Eklemeden geçmeyelim. Sadece sopayı tutan değil, bizzat sopanın kendisi de hesaplaşma peşindedir. Uzun bir süredir içerideki yumuşama tartışmaları, Yargıtay seçimleri, bilhassa Sinan Ateş cinayeti ve Ayhan Bora Kaplan soruşturmasında gerim gerim gerilen AKP-MHP ilişkilerinin geldiği noktada eline bir fırsat geçiren MHP Erdoğan’a dişini göstermiştir.
Ahmet Handan’ın Ölümü
Olan gariban mültecilere olmuştur. Sosyal medyada paylaşmaktan imtina etmedikleri görüntülerde faşist yağmacıların mülteci evlerini bastıkları, mültecileri darp ettikleri, dükkanları yağmaladıkları (bu kısmı küçümsemeyelim, yağmanın kurucu karakteri var bu topraklarda) görülüyor. Üstelik kolluk gözetiminde yaptılar bunu ki bu kısmı da çok tanıdıktır bizlere. Mala zarar vermekle, yağmalamakla kalmadılar. 17 yaşındaki Suriyeli Ahmet Handan bıçaklanarak katledildi Serik’te.
İktidar içi kliklerin savaşı, ABD’nin Erdoğan’a vermek istediği mesaj bir yana. Buradan sonrası bizleri çok daha fazla ilgilendiren şeyler. Bizlerden kasıt halk güçlerinin siyasal öncülüğünü kurma iddiasındaki herkestir.

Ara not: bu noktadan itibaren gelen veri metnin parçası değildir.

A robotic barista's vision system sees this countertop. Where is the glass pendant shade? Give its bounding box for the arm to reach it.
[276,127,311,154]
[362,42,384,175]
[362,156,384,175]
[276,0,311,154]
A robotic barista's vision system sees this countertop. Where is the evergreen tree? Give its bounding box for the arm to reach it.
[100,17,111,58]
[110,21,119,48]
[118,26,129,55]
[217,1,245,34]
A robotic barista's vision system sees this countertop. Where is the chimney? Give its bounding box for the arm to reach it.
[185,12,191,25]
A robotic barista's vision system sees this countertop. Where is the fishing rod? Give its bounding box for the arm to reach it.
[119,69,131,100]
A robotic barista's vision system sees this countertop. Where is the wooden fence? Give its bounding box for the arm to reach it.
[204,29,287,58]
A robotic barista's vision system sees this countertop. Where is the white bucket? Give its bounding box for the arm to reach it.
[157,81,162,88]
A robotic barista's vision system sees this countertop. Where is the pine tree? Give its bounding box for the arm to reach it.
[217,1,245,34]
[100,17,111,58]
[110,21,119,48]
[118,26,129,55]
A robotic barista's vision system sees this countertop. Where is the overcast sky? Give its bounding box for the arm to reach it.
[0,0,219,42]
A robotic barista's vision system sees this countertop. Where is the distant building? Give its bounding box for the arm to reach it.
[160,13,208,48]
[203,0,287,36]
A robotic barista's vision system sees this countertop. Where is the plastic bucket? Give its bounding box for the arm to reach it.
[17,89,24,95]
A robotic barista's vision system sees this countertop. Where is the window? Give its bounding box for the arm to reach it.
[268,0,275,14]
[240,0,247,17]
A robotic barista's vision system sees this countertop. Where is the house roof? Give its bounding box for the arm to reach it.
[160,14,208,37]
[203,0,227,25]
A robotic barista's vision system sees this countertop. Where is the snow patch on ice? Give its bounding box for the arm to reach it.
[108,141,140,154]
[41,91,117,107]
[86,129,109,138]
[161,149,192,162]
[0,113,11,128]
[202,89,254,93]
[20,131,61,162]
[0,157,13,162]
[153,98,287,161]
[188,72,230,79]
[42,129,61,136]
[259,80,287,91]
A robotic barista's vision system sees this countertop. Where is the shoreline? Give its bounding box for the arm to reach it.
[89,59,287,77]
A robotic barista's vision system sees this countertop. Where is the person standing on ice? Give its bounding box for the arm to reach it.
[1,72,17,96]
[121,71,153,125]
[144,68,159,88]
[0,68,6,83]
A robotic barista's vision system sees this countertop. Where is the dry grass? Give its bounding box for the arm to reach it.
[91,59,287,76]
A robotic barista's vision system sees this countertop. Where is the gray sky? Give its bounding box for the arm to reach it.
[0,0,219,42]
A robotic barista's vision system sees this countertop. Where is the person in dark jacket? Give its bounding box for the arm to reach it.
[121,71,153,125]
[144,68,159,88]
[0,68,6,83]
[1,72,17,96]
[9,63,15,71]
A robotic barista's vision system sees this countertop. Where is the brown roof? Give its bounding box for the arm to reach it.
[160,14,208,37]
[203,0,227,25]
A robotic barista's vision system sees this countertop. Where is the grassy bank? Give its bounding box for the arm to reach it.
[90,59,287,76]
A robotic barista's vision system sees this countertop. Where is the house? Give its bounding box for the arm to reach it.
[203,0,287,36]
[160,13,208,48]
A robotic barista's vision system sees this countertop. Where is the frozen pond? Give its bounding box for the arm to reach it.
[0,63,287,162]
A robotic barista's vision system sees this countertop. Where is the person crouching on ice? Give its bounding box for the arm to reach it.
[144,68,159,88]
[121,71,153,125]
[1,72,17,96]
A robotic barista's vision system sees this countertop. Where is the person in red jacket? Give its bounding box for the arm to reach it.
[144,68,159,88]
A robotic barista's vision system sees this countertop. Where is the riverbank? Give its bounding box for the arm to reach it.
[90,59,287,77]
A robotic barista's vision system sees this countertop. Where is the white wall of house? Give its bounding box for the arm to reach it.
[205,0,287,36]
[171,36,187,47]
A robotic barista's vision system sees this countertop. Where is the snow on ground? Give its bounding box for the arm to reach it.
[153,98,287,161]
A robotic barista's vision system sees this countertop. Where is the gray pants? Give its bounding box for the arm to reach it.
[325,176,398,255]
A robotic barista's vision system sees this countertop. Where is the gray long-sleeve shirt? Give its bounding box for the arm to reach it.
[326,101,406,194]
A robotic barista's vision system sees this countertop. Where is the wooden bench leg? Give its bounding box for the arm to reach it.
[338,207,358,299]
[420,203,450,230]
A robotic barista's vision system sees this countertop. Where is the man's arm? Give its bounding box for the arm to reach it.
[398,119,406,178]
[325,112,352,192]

Ölümler konusundaki tepkisini siyasal dille yükselten bir toplumsallık yakın geçmişte tatmin edici bir düzeyde miydi, bu tartışılır elbette. Ama yakın geçmişte bilinçli siyasal tepkilerin daha gür çıktığı, aradan geçen zaman zarfında günden güne bu tepkilerin odağının zayıfladığı bir gerçek. Ölümlere siyasal tepkiler vermenin yerini seyirciliği ve ceset müşteriliği ile öne çıkan bir kitlenin aldığı da gerçek. İşçi cinayetleri, kadın cinayetleri, mülteci cinayetleri… Cinayetler cinayetlere ekleniyor, ölüm yaşam alanlarımızda kol geziyor. Bu cinayetlere güçlü bir siyasal tepki örgütlenemiyor.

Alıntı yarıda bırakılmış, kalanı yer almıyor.